–Antes o después lo iban a averiguar –contestó él, mirándola con mucha calma–. Es mejor así.
–¿Cómo puedes decir eso?
–Siempre habrá rumores en torno a nosotros; mejor que circulen ahora y no cuando nazca nuestra hija –le dijo él, poniendo la mano sobre su vientre–. De ese modo solo nos afectará a nosotros, no a ella.
Era la primera vez que Pedro tocaba su vientre hinchado, y la conmovió su delicadeza y la sensación que le transmitía de que quería protegerlas al bebé y a ella.
–¿Estás lista? –le preguntó.
Ella contuvo el aliento y asintió. El salón de baile del hotel era enorme. Una orquesta tocaba baladas de los años cuarenta y varias parejas giraban por la pista. Alrededor de esta había colocadas grandes mesas redondas, cada una con un elaborado centro de rosas rojas y blancas. Pedro tomó un par de copas de la bandeja de un camarero que pasaba: Una de champán para él y otra de mosto para ella. Le tendió a Paula la suya y le señaló una mesa alargada en el otro extremo del salón.
–Mira, ahí están los objetos para la subasta benéfica de esta noche. ¿Quieres que vayamos a echarles un vistazo?
–Claro.
Lo que fuera con tal de sentirse menos fuera de lugar, pensó Paula mientras lo seguía. Mientras avanzaban junto a la larga mesa, observó con incredulidad cada objeto: Una guitarra que supuestamente había pertenecido a Johnny Cash, una primera edición firmada de James Bond, unos pendientes vintage de diamantes, una pequeña escultura de un famoso artista… Tan embobada estaba que casi se chocó con Pedro, que se había parado al final de la mesa, delante del último objeto.

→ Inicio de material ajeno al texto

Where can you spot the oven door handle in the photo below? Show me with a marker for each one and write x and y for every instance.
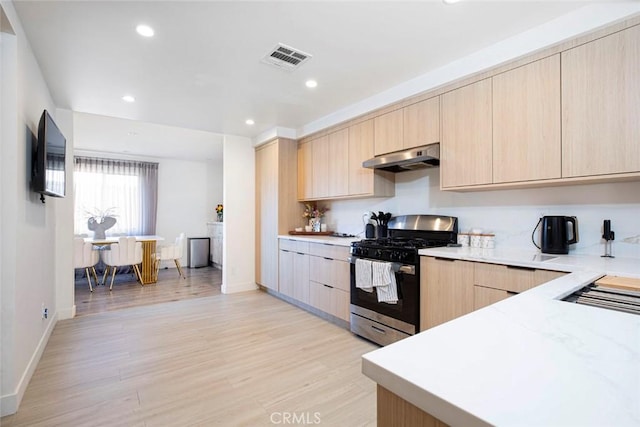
(396, 266)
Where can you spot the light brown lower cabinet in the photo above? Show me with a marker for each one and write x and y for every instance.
(452, 288)
(294, 275)
(483, 297)
(446, 290)
(394, 411)
(329, 299)
(316, 274)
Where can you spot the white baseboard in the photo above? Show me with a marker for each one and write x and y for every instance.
(238, 287)
(9, 403)
(67, 313)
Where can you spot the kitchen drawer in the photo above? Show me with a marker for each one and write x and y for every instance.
(329, 251)
(329, 299)
(294, 246)
(483, 297)
(507, 278)
(511, 278)
(330, 271)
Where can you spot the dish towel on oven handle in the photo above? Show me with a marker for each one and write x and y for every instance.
(384, 280)
(364, 275)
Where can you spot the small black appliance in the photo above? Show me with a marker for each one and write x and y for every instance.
(557, 233)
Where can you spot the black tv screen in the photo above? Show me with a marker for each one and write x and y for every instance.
(49, 173)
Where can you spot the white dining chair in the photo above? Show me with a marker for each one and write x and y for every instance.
(127, 252)
(85, 256)
(171, 252)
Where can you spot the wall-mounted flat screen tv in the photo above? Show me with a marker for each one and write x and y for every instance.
(49, 169)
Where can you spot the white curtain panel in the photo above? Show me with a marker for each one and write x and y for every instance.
(124, 189)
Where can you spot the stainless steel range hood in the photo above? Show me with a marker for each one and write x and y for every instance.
(427, 156)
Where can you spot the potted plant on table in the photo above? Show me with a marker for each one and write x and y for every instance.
(100, 221)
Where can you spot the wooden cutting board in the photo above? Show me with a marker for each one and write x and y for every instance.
(626, 283)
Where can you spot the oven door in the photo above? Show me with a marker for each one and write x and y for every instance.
(407, 308)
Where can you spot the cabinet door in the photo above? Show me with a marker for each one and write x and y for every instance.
(601, 106)
(483, 297)
(421, 123)
(285, 273)
(446, 290)
(338, 163)
(388, 132)
(301, 277)
(305, 171)
(320, 170)
(360, 149)
(526, 122)
(332, 272)
(466, 145)
(329, 299)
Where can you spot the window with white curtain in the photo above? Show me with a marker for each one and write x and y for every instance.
(124, 189)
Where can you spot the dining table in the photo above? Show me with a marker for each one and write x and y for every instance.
(147, 273)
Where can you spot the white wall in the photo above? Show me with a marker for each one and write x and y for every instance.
(511, 214)
(238, 268)
(188, 193)
(28, 226)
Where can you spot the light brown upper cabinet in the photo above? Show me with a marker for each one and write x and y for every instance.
(388, 133)
(526, 122)
(466, 145)
(320, 169)
(338, 163)
(601, 106)
(276, 208)
(421, 123)
(360, 149)
(305, 171)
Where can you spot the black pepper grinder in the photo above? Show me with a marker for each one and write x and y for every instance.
(608, 236)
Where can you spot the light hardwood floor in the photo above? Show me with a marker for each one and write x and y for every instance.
(127, 292)
(231, 360)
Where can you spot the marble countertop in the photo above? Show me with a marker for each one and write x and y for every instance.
(628, 267)
(331, 240)
(529, 360)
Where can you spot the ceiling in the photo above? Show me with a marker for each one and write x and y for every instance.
(202, 70)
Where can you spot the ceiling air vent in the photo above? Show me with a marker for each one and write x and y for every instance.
(285, 57)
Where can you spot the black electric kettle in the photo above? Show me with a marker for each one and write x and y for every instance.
(557, 233)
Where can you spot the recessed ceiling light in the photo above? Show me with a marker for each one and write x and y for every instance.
(145, 30)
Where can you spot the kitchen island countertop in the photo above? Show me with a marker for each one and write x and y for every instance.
(529, 360)
(619, 266)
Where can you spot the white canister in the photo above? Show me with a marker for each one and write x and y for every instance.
(475, 240)
(488, 241)
(463, 239)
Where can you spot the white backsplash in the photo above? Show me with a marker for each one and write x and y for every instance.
(510, 214)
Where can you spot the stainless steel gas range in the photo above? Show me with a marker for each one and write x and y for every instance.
(384, 322)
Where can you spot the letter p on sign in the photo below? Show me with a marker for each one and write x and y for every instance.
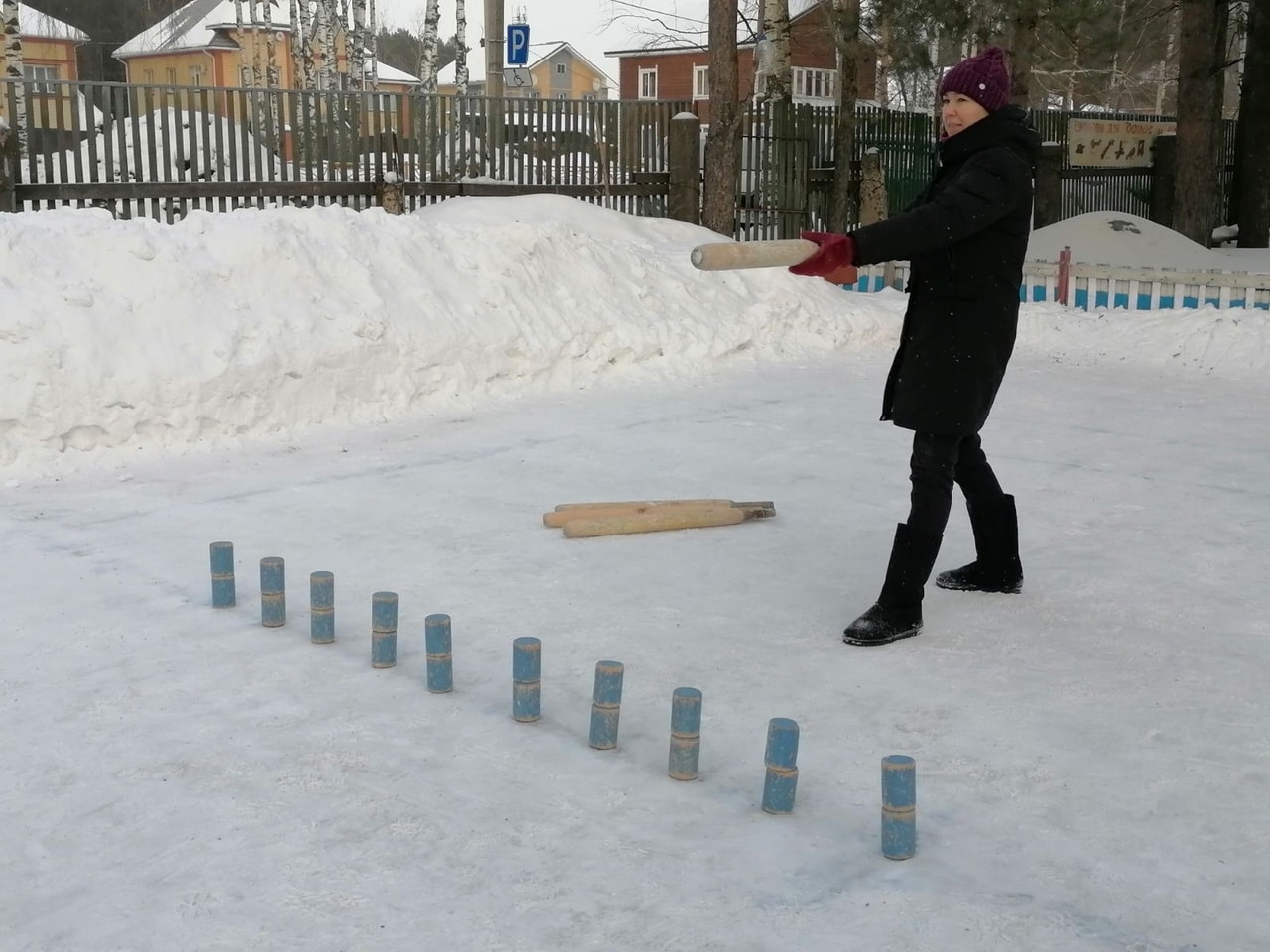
(518, 45)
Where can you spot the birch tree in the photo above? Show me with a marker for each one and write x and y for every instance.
(461, 48)
(775, 66)
(1251, 202)
(357, 54)
(13, 70)
(722, 140)
(846, 33)
(429, 48)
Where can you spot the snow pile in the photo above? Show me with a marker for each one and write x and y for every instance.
(144, 335)
(1115, 238)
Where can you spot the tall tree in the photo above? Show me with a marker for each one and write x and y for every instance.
(1251, 203)
(427, 66)
(461, 75)
(775, 61)
(357, 66)
(722, 140)
(13, 67)
(1196, 194)
(846, 31)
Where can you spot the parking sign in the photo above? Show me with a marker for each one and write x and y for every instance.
(518, 45)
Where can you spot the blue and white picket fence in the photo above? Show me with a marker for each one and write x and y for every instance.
(1112, 287)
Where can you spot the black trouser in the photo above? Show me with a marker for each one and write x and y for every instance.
(937, 463)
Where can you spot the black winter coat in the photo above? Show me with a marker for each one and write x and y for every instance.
(965, 238)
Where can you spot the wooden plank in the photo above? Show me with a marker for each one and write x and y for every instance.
(253, 190)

–Oye –se quejó Paula frunciendo el ceño–. Casi haces que derrame mi…
Pedro lanzó una mirada hacia la mesa y luego la miró a ella con las cejas enarcadas. Paula miró también hacia la mesa y de pronto sintió que se iba a desmayar.
–Es mi… Es mi…
–Sí, es tu cuadro –asintió él.
Su cuadro, su patético desastre de proyecto final para la Escuela de Bellas Artes estaba ahí, junto a todos esos objetos tan increíbles por los que aquella gente rica sí estaría dispuesta a pujar. Se sentía como en una de esas horribles pesadillas en las que estás en medio de un montón de gente que se ríe y te señala hasta que te das cuenta de que estás desnuda. Miró a Pedro horrorizada.
–¿Pero qué has hecho?
–Darte otra oportunidad.
–¿Otra oportunidad? –gimió ella–. ¿Para qué?, ¿Para humillarme delante de toda esta gente?
–No, otra oportunidad para que vuelvas a soñar –le dijo él con suavidad–, a creer en tí misma.

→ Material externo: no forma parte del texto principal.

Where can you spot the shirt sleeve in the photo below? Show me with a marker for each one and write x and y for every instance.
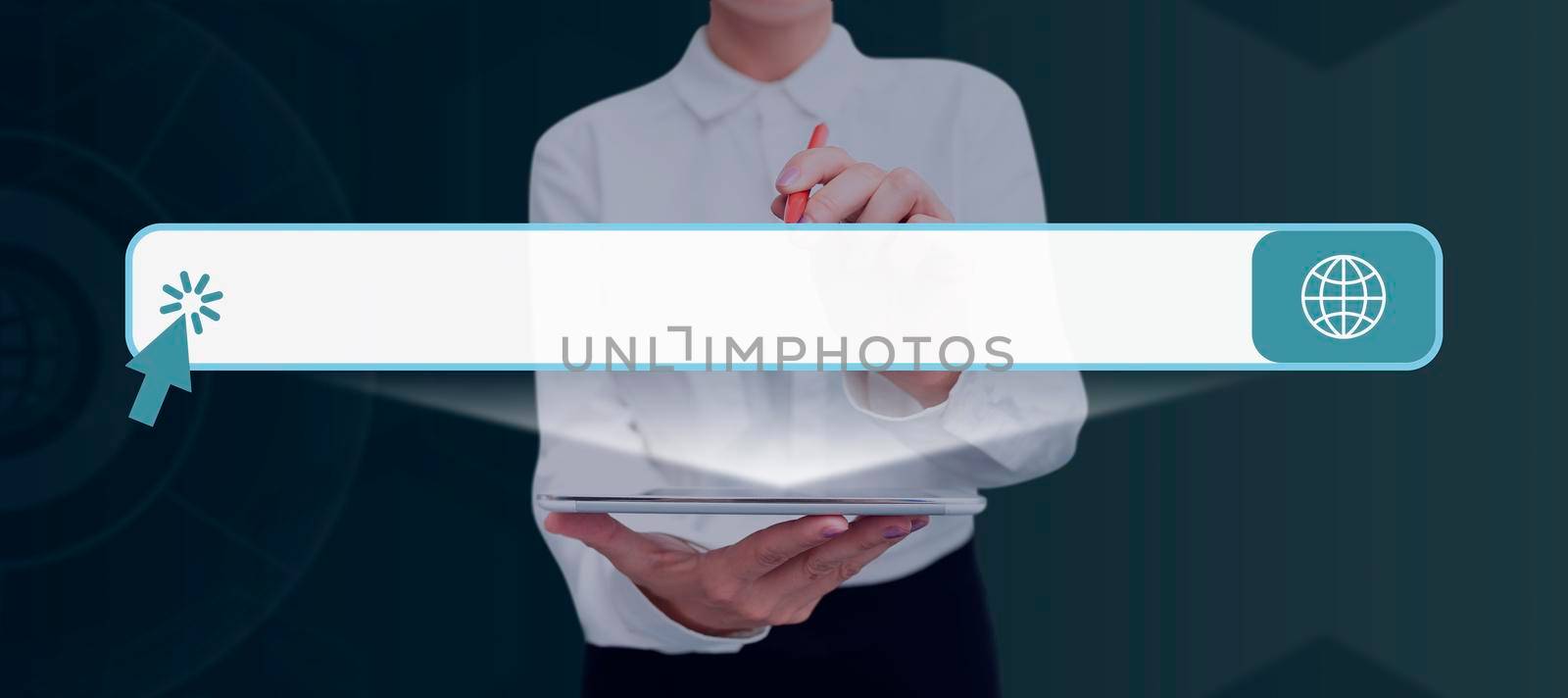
(996, 427)
(588, 438)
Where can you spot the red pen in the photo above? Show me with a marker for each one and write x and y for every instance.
(796, 204)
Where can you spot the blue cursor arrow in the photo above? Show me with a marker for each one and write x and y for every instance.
(164, 365)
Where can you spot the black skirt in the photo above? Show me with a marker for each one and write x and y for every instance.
(925, 634)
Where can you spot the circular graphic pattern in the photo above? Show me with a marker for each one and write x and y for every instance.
(133, 557)
(1343, 297)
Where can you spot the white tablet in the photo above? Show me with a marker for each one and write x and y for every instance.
(760, 501)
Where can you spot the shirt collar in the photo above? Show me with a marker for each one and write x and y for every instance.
(710, 88)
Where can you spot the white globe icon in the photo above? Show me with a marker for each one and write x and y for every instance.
(1345, 297)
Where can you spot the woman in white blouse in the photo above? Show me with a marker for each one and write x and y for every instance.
(713, 600)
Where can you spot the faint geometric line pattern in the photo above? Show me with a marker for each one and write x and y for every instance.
(1329, 31)
(1321, 669)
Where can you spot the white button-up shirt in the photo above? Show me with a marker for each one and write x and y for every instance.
(703, 145)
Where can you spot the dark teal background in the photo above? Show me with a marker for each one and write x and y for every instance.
(1217, 535)
(1405, 333)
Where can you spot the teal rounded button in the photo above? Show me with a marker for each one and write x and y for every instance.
(1348, 298)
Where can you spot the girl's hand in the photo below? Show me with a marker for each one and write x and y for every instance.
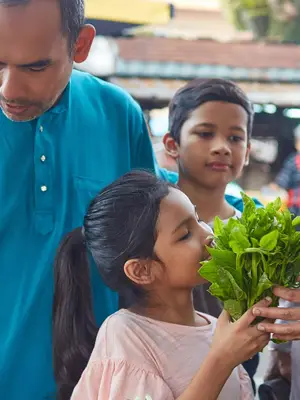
(239, 341)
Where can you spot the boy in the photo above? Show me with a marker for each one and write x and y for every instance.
(210, 126)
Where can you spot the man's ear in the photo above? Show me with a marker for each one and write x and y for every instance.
(247, 158)
(84, 43)
(171, 146)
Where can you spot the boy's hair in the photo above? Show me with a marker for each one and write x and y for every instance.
(198, 92)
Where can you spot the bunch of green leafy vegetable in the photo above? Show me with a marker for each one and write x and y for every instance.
(251, 255)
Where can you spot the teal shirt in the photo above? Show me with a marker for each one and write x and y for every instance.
(50, 170)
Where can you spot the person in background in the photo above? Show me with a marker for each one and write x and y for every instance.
(64, 135)
(289, 177)
(210, 129)
(146, 239)
(284, 360)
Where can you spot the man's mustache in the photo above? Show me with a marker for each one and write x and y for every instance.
(19, 102)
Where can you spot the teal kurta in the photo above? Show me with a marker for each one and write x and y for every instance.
(50, 170)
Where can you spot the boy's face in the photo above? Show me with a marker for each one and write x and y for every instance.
(213, 144)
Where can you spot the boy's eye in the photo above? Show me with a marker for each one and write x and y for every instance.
(37, 69)
(185, 237)
(205, 134)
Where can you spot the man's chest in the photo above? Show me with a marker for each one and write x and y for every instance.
(50, 170)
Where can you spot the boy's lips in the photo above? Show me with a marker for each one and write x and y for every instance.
(219, 166)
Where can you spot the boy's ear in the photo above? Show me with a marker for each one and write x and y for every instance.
(247, 155)
(171, 146)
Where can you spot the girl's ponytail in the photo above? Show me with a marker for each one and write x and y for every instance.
(73, 322)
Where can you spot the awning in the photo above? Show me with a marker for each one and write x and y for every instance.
(111, 17)
(281, 94)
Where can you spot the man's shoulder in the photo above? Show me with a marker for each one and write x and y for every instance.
(99, 92)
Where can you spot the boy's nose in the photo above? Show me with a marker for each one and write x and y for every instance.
(220, 148)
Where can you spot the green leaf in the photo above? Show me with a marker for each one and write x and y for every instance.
(269, 241)
(222, 257)
(216, 291)
(263, 285)
(235, 308)
(296, 221)
(227, 282)
(208, 270)
(277, 204)
(249, 206)
(238, 240)
(218, 226)
(255, 242)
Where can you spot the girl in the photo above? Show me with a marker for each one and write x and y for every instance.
(146, 240)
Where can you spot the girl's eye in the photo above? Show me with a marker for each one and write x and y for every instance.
(185, 237)
(236, 138)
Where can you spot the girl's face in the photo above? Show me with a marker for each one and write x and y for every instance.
(181, 242)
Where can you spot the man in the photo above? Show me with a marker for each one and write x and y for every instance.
(285, 357)
(63, 136)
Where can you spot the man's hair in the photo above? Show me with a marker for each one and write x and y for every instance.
(72, 16)
(198, 92)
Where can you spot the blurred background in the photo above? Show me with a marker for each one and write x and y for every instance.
(151, 48)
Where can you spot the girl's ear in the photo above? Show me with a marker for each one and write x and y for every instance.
(171, 146)
(139, 271)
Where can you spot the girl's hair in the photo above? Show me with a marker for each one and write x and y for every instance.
(119, 225)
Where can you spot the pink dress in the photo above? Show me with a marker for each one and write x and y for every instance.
(138, 358)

A Paula, que estaba temblando por dentro, le entraron ganas de agarrar el cuadro y salir corriendo de allí, antes de que ninguna de aquellas personas tan sofisticadas pudiera burlarse de él. Demasiado tarde, pensó, tensándose cuando una pareja se acercó por detrás.
–¿De quién es este cuadro? –murmuró la mujer–. No está firmado.

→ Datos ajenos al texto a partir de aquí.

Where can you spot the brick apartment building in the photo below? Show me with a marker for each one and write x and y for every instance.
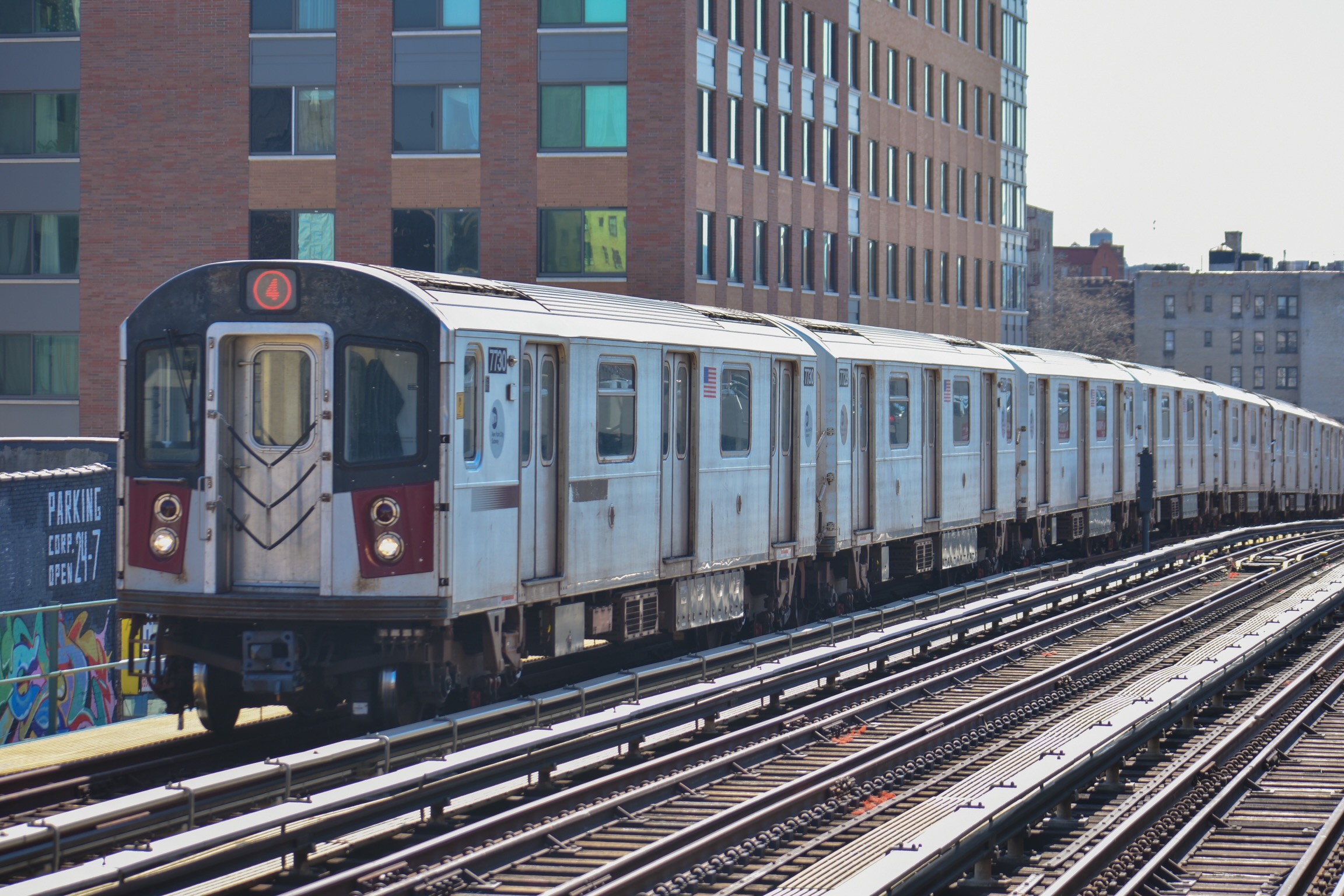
(839, 159)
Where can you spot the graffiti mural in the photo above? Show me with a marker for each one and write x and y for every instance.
(82, 699)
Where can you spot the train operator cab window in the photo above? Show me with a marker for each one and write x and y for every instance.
(616, 393)
(736, 411)
(898, 411)
(382, 415)
(1065, 413)
(171, 405)
(961, 410)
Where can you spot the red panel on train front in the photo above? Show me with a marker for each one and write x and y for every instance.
(142, 523)
(414, 524)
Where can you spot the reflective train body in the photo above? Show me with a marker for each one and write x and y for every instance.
(358, 487)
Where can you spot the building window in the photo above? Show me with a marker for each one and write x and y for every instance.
(295, 15)
(42, 124)
(810, 260)
(584, 12)
(432, 14)
(447, 240)
(705, 245)
(758, 260)
(810, 170)
(39, 365)
(293, 121)
(582, 241)
(893, 272)
(582, 117)
(734, 249)
(39, 245)
(830, 262)
(705, 123)
(928, 273)
(435, 120)
(310, 236)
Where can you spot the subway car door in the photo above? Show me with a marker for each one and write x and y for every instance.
(275, 440)
(540, 468)
(862, 453)
(678, 447)
(783, 452)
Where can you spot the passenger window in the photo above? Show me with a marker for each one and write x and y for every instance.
(170, 405)
(524, 413)
(616, 411)
(960, 410)
(1065, 413)
(736, 411)
(382, 406)
(546, 419)
(898, 411)
(470, 407)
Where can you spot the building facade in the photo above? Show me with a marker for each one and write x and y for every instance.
(841, 159)
(1272, 332)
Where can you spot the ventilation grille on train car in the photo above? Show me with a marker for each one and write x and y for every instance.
(734, 315)
(426, 280)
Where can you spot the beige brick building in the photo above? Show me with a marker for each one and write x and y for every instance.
(1272, 332)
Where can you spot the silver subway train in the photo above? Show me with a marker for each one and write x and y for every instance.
(377, 489)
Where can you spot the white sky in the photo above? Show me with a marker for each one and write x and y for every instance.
(1198, 114)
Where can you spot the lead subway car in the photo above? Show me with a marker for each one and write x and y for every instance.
(354, 485)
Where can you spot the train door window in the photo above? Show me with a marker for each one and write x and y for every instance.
(524, 413)
(382, 410)
(1065, 414)
(1006, 411)
(282, 397)
(470, 405)
(546, 407)
(898, 411)
(683, 407)
(736, 411)
(667, 405)
(960, 410)
(170, 405)
(616, 410)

El hombre escudriñó la tarjeta que acompañaba al cuadro.
–Aquí dice que el artista desea permanecer en el anonimato.
–¡Qué extraño! –murmuró la mujer, volviéndose para llamar a una amiga–. ¡Nancy!, ven, a ver de quién crees que puede ser este cuadro…
A Paula le ardían las mejillas y el corazón le latía tan deprisa como si hubiese corrido varios kilómetros sin parar. Pedro la asió del brazo con suavidad y se la llevó lejos de allí.